由于计算机中实数使用浮点数表示,所以编程无法判断实数是否为有理数,因此这里的只考虑

  • 整数
  • 实数
  • 复数

整体结构:

  • 2.85helper
    • apply.scm(修改)
    • arithmetic.scm
    • drop.scm(新增)
    • height.scm(删除有理数部分)
    • raise.scm(删除有理数部分)
  • 2.85.scm

drop.scm:

  • 思路是比较简单的,如果(raise(project(x))) = x,那么则可以project;否则返回x。
(load "2.85helper/raise.scm")

(define (install-project-package)
    (put 'project 'complex
        (lambda (x) (make-real (real-part x))))
    (put 'project 'real
        (lambda (x) (make-integer (round x))))
)

(define (drop x)
    (let ((type-x (type-tag x))
          (project-x (get 'project (type-tag x))))
        (if project-x
            (let ((x-project (project-x (contents x))))
                (let ((raise-x (get 'raise (type-tag x-project))))
                    (let ((x-raise (raise-x (contents x-project)))
                          (eq (get 'equ? (list type-x type-x))))
                        (if (eq (contents x) (contents x-raise))
                            (drop x-project)
                            x))))
            x)))

apply.scm:

(define (apply-generic op . args)
  (let ((type-tags (map type-tag args)))
    (let ((proc (get op type-tags)))
      (if proc
          ; 新增
          (drop (apply proc (map contents args)))
          (if (= (length args) 2)
              (let ((type1 (car type-tags))
                    (type2 (cadr type-tags))
                    (a1 (car args))
                    (a2 (cadr args)))
                (let ((h1 (height type1))
                      (h2 (height type2)))
                     (define h (abs (- h1 h2)))
                  ; 修改
                  (cond ((< h1 h2)
                         (drop (apply-generic op a1 (raise-k-times a2 h))))
                        ((> h1 h2)
                         (drop (apply-generic op (raise-k-times a1 h) a2)))
                        (else
                         (drop (apply-generic op a1 a2))))))
              (error "No method for these types"
                     (list op type-tags)))))))

主程序:

(load "2.85helper/arithmetic.scm")

(define (add x y) (apply-generic 'add x y))
(define (sub x y) (apply-generic 'sub x y))
(define (mul x y) (apply-generic 'mul x y))
(define (div x y) (apply-generic 'div x y))
(define (magnitude z) (apply-generic 'magnitude z))

; test
(define d1 (make-integer 1))
(define d2 (make-real 1.0))
(define d3 (make-real -1.5))
(define d4 (make-real 2.5))
(define d5 (make-complex-from-real-imag 1.5 2))
(define d6 (make-complex-from-real-imag 1.5 -2))
(newline)
(display (add d1 d2))
(newline)
(display (add d3 d4))
(newline)
(display (add d5 d6))

(exit)

结果如下:

(integer . 2.0)
(integer . 1.0)
(integer . 3.0)

2.86(p137)

参考资料:

http://community.schemewiki.org/?sicp-ex-2.86

这部分如果要完全实现还是比较复杂的,这部分留在完整的运算系统中实现,这里只补充核心部分。

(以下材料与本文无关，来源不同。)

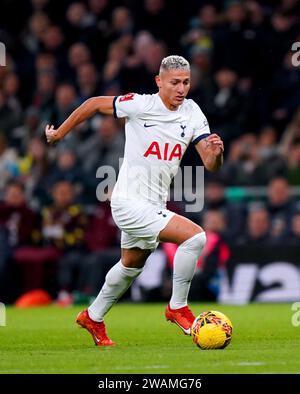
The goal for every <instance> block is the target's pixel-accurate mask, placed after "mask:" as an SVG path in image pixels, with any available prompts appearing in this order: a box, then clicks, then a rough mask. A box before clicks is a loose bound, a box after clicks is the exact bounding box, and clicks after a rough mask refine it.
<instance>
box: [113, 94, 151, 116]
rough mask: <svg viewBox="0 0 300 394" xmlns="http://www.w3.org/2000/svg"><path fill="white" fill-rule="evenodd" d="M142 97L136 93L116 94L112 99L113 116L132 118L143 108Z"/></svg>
mask: <svg viewBox="0 0 300 394" xmlns="http://www.w3.org/2000/svg"><path fill="white" fill-rule="evenodd" d="M143 104H144V97H143V95H141V94H137V93H128V94H126V95H124V96H116V97H115V98H114V100H113V106H114V117H115V118H134V117H136V116H138V115H139V114H140V113H141V112H142V109H143Z"/></svg>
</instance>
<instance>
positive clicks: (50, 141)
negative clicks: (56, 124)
mask: <svg viewBox="0 0 300 394" xmlns="http://www.w3.org/2000/svg"><path fill="white" fill-rule="evenodd" d="M113 100H114V97H113V96H99V97H91V98H90V99H88V100H86V101H85V102H84V103H83V104H81V105H80V107H78V108H76V109H75V111H73V112H72V113H71V115H70V116H69V117H68V118H67V119H66V120H65V121H64V122H63V123H62V124H61V125H60V126H59V128H58V129H54V126H52V125H51V126H49V125H47V126H46V128H45V134H46V139H47V142H48V143H49V144H52V143H54V142H56V141H59V140H61V139H63V138H64V136H65V135H67V134H68V133H69V131H71V130H72V129H73V128H74V127H75V126H77V125H78V124H79V123H81V122H83V121H85V120H86V119H88V118H90V117H91V116H92V115H94V114H95V113H96V112H101V113H102V114H105V115H112V114H113V112H114V105H113Z"/></svg>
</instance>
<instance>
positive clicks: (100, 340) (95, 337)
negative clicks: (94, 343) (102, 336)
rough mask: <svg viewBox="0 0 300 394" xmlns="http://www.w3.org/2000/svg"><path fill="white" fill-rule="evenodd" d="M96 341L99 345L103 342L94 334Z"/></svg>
mask: <svg viewBox="0 0 300 394" xmlns="http://www.w3.org/2000/svg"><path fill="white" fill-rule="evenodd" d="M94 339H95V340H96V341H97V342H98V343H99V342H101V339H99V338H97V337H96V335H95V334H94Z"/></svg>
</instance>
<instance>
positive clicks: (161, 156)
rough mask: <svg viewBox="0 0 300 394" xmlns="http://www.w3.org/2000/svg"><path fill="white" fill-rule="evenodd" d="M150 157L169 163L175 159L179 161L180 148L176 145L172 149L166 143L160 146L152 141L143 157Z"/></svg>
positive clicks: (178, 144)
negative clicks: (171, 160)
mask: <svg viewBox="0 0 300 394" xmlns="http://www.w3.org/2000/svg"><path fill="white" fill-rule="evenodd" d="M150 155H153V156H156V157H157V159H158V160H166V161H171V160H173V159H175V158H177V159H179V160H181V158H182V148H181V145H180V144H176V145H175V146H174V147H173V148H172V147H170V144H169V143H168V142H167V143H165V144H163V145H162V146H160V145H159V143H158V142H157V141H153V142H152V143H151V145H150V146H149V148H148V149H147V150H146V152H145V153H144V156H145V157H148V156H150Z"/></svg>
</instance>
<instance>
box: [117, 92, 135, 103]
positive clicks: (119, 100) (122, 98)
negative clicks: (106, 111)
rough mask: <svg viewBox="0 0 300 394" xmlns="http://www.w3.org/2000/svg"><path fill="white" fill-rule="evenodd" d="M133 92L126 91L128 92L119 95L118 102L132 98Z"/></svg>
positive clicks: (133, 94) (131, 98)
mask: <svg viewBox="0 0 300 394" xmlns="http://www.w3.org/2000/svg"><path fill="white" fill-rule="evenodd" d="M134 94H135V93H128V94H126V95H125V96H121V97H120V99H119V103H121V102H122V101H129V100H133V98H134Z"/></svg>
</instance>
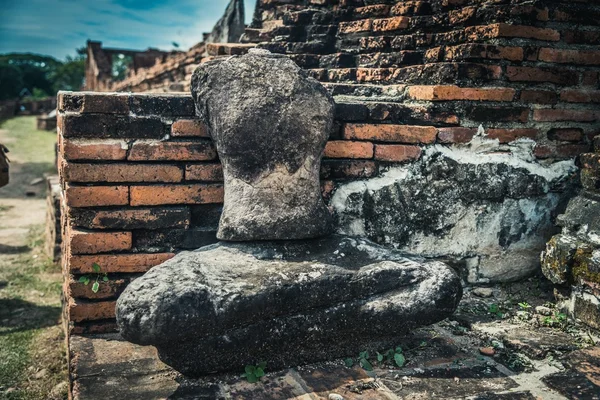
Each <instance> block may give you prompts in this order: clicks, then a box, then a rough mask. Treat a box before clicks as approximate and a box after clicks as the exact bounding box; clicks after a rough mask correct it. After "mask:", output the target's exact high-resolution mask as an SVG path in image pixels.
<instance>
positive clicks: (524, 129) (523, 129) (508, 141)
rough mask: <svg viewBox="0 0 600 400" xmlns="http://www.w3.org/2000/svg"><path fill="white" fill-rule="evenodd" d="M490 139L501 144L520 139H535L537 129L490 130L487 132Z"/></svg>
mask: <svg viewBox="0 0 600 400" xmlns="http://www.w3.org/2000/svg"><path fill="white" fill-rule="evenodd" d="M486 133H487V135H488V137H489V138H490V139H498V140H499V141H500V143H510V142H513V141H515V140H517V139H520V138H530V139H535V138H536V136H537V134H538V131H537V129H488V130H487V131H486Z"/></svg>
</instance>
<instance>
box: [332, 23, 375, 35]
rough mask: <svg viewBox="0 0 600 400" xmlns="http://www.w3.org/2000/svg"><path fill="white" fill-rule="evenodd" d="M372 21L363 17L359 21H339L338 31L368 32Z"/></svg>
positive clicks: (339, 32) (357, 32) (347, 31)
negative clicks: (338, 27)
mask: <svg viewBox="0 0 600 400" xmlns="http://www.w3.org/2000/svg"><path fill="white" fill-rule="evenodd" d="M372 25H373V24H372V22H371V20H370V19H363V20H359V21H350V22H340V25H339V28H338V32H339V33H342V34H344V33H358V32H368V31H370V30H371V27H372Z"/></svg>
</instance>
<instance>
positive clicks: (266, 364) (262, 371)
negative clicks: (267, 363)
mask: <svg viewBox="0 0 600 400" xmlns="http://www.w3.org/2000/svg"><path fill="white" fill-rule="evenodd" d="M266 367H267V363H266V362H264V361H263V362H260V363H258V365H246V370H245V374H244V375H245V376H246V379H248V382H250V383H256V382H258V381H259V380H260V378H262V377H263V376H265V368H266Z"/></svg>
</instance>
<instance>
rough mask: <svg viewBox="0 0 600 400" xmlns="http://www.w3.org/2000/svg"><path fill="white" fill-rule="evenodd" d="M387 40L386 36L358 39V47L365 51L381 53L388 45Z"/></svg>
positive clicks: (370, 37) (385, 48)
mask: <svg viewBox="0 0 600 400" xmlns="http://www.w3.org/2000/svg"><path fill="white" fill-rule="evenodd" d="M389 39H390V38H389V37H386V36H375V37H366V38H360V41H359V45H360V48H361V49H362V50H365V51H382V50H385V49H386V48H387V46H388V45H389V42H390V40H389Z"/></svg>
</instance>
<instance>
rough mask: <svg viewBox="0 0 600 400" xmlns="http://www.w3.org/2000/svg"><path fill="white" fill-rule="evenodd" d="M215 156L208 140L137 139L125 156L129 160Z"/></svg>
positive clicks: (212, 144)
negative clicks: (184, 140)
mask: <svg viewBox="0 0 600 400" xmlns="http://www.w3.org/2000/svg"><path fill="white" fill-rule="evenodd" d="M216 158H217V151H216V150H215V148H214V146H213V144H212V143H211V142H209V141H190V142H162V141H158V140H137V141H135V142H134V143H133V145H132V146H131V151H130V152H129V156H128V157H127V159H128V160H130V161H208V160H214V159H216Z"/></svg>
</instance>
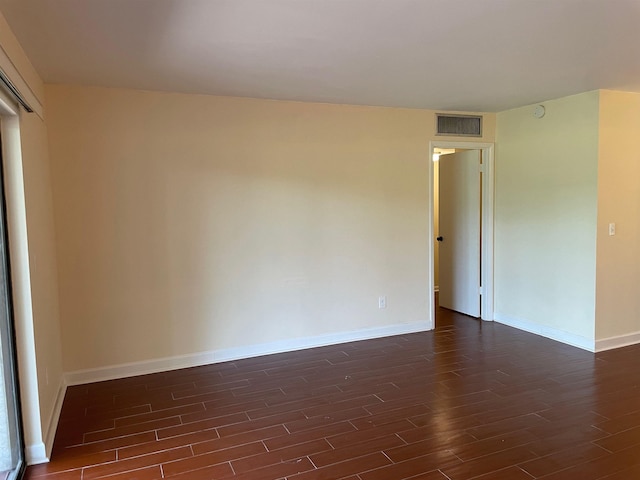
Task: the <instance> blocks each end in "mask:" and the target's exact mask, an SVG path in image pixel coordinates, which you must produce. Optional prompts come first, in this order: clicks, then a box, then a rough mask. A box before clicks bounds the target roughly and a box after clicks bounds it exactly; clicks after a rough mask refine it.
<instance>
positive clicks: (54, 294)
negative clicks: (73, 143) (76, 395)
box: [20, 114, 63, 434]
mask: <svg viewBox="0 0 640 480" xmlns="http://www.w3.org/2000/svg"><path fill="white" fill-rule="evenodd" d="M20 133H21V137H22V166H23V171H24V189H25V200H26V210H27V234H28V239H29V264H30V274H31V295H32V309H33V323H34V334H35V344H36V360H37V365H38V391H39V396H40V408H41V411H42V421H43V433H44V434H47V428H48V426H49V425H48V422H49V421H50V419H51V415H53V412H54V407H55V402H56V399H57V395H58V393H59V389H60V387H61V384H62V382H63V378H62V377H63V370H62V348H61V336H60V310H59V306H58V267H57V259H56V236H55V228H54V223H53V198H52V193H51V175H50V168H49V155H48V141H47V127H46V125H45V124H44V122H43V121H42V120H40V118H38V117H37V116H36V115H35V114H25V115H23V116H22V119H21V122H20Z"/></svg>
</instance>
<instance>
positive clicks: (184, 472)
mask: <svg viewBox="0 0 640 480" xmlns="http://www.w3.org/2000/svg"><path fill="white" fill-rule="evenodd" d="M235 447H236V445H234V446H231V447H226V448H223V449H220V450H215V451H212V452H205V453H201V454H199V455H193V456H191V457H184V458H177V459H175V460H171V461H168V462H162V463H160V464H159V465H171V464H175V463H178V462H182V461H185V460H192V459H195V458H198V457H204V456H206V455H210V454H212V453H218V452H223V451H224V450H229V449H231V448H235ZM265 448H266V447H265ZM264 453H268V452H262V453H259V454H252V455H245V456H243V457H237V458H232V459H228V460H223V461H221V462H217V463H209V464H207V465H205V466H203V467H198V468H194V469H191V470H183V471H180V472H177V473H174V474H172V475H178V474H180V475H181V474H186V473H189V472H196V471H198V470H203V469H205V468H210V467H215V466H218V465H224V464H225V463H227V464H229V467H231V470H232V471H233V472H234V473H233V474H234V475H236V471H235V468H233V462H235V461H237V460H243V459H245V458H251V457H253V456H255V455H262V454H264Z"/></svg>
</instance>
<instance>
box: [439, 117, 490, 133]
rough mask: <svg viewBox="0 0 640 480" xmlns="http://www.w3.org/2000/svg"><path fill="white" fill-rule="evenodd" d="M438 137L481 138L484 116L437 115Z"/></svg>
mask: <svg viewBox="0 0 640 480" xmlns="http://www.w3.org/2000/svg"><path fill="white" fill-rule="evenodd" d="M436 117H437V131H436V135H455V136H457V137H481V136H482V116H474V115H443V114H440V113H438V114H436Z"/></svg>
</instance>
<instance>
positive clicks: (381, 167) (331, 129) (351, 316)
mask: <svg viewBox="0 0 640 480" xmlns="http://www.w3.org/2000/svg"><path fill="white" fill-rule="evenodd" d="M46 95H47V102H48V115H49V116H50V117H49V118H50V125H51V128H50V153H51V158H52V165H53V167H52V172H53V182H54V198H55V207H56V226H57V231H58V259H59V264H60V299H61V311H62V318H63V345H64V352H65V369H66V370H67V371H76V370H81V369H89V368H99V367H105V366H110V365H116V364H121V363H126V362H138V361H144V360H151V359H157V358H162V357H168V356H177V355H189V354H192V353H197V352H206V351H216V350H222V349H231V348H239V349H242V348H246V347H251V346H254V345H259V344H264V343H269V342H281V344H282V345H285V346H287V345H290V346H291V347H295V346H296V344H297V342H298V341H299V340H300V339H301V338H309V337H321V336H327V335H334V334H340V333H345V332H347V333H348V332H358V331H367V330H369V329H381V328H387V327H394V326H400V327H403V326H404V327H407V326H409V327H411V325H415V326H419V325H420V324H421V322H424V321H425V320H426V319H427V310H426V309H427V295H428V294H429V292H428V291H427V290H428V288H427V274H428V268H431V261H430V259H429V258H427V257H428V255H427V238H426V236H427V212H428V210H427V207H428V202H429V201H430V199H429V198H428V195H427V165H428V163H427V162H428V161H431V160H430V158H429V152H428V142H429V139H430V138H431V136H432V135H433V131H434V130H433V129H434V112H430V111H420V110H403V109H391V108H371V107H353V106H336V105H322V104H304V103H293V102H276V101H265V100H251V99H238V98H223V97H211V96H196V95H180V94H163V93H149V92H139V91H127V90H117V89H101V88H79V87H67V86H47V90H46ZM493 131H494V118H493V116H492V115H489V116H488V118H487V123H486V125H485V132H487V134H488V136H487V137H486V138H485V140H489V141H491V140H492V139H493ZM380 295H387V297H388V308H387V309H384V310H379V309H378V296H380Z"/></svg>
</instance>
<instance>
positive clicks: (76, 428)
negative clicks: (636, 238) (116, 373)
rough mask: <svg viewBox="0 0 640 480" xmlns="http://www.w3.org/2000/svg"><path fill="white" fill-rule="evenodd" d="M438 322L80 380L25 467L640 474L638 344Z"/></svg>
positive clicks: (273, 473)
mask: <svg viewBox="0 0 640 480" xmlns="http://www.w3.org/2000/svg"><path fill="white" fill-rule="evenodd" d="M437 324H438V328H437V329H436V331H434V332H427V333H419V334H412V335H401V336H396V337H390V338H383V339H377V340H368V341H364V342H355V343H348V344H343V345H336V346H331V347H323V348H317V349H312V350H306V351H301V352H295V353H286V354H278V355H271V356H267V357H260V358H254V359H248V360H241V361H236V362H228V363H221V364H217V365H209V366H204V367H199V368H192V369H187V370H180V371H174V372H167V373H161V374H155V375H147V376H142V377H135V378H128V379H123V380H116V381H109V382H101V383H96V384H91V385H85V386H77V387H71V388H69V390H68V392H67V396H66V398H65V401H64V407H63V412H62V417H61V421H60V425H59V428H58V433H57V436H56V441H55V446H54V453H53V457H52V461H51V462H50V463H49V464H46V465H38V466H34V467H30V468H29V469H28V471H27V475H26V478H29V479H38V480H43V479H50V480H53V479H55V480H78V479H83V480H90V479H95V478H104V477H108V478H109V479H112V480H119V479H127V480H136V479H137V480H153V479H160V478H166V479H176V480H177V479H185V480H186V479H188V480H201V479H206V480H210V479H227V478H229V479H234V480H249V479H250V480H277V479H285V478H286V479H287V480H320V479H339V478H344V479H348V480H401V479H413V480H444V479H451V480H463V479H472V478H473V479H482V480H489V479H492V480H499V479H505V480H507V479H508V480H521V479H522V480H524V479H531V478H543V479H545V480H556V479H562V480H571V479H577V480H578V479H579V480H595V479H607V480H622V479H625V480H629V479H637V478H640V346H634V347H628V348H624V349H619V350H615V351H610V352H605V353H600V354H597V355H593V354H590V353H588V352H585V351H582V350H579V349H576V348H572V347H569V346H566V345H562V344H560V343H556V342H553V341H551V340H547V339H544V338H541V337H538V336H535V335H531V334H527V333H524V332H521V331H519V330H516V329H513V328H510V327H506V326H503V325H499V324H493V323H481V322H479V321H477V320H474V319H470V318H468V317H464V316H462V315H458V314H455V313H452V312H448V311H446V310H439V311H438V322H437Z"/></svg>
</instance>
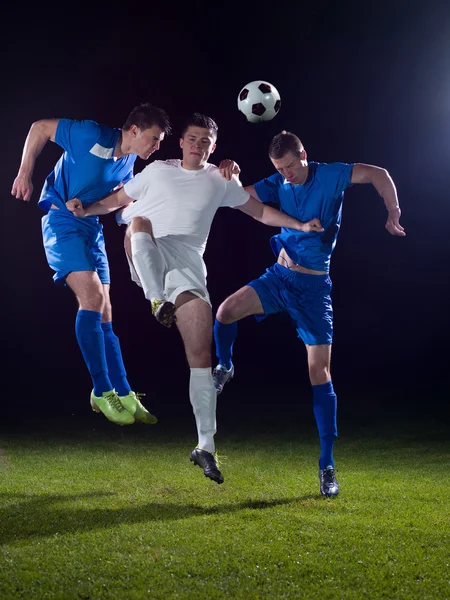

  • 将加减乘除替换为add, sub, mul, div
  • 定义通用的sin, cos, square, sqrt, atan

op.scm:

(define (add x y) (apply-generic 'add x y))
(define (sub x y) (apply-generic 'sub x y))
(define (mul x y) (apply-generic 'mul x y))
(define (div x y) (apply-generic 'div x y))
(define (magnitude z) (apply-generic 'magnitude z))
(define (raise x) (apply-generic 'raise x))
(define (value x) (apply-generic 'value x))

(define (sine x)
    (sin (value x)))

(define (cosine x)
    (cosine (value x)))

(define (square x)
    (* (value x) (value x)))

(define (sqrt x)
    (sqrt (value x)))

(define (atan x)
    (atan (value x)))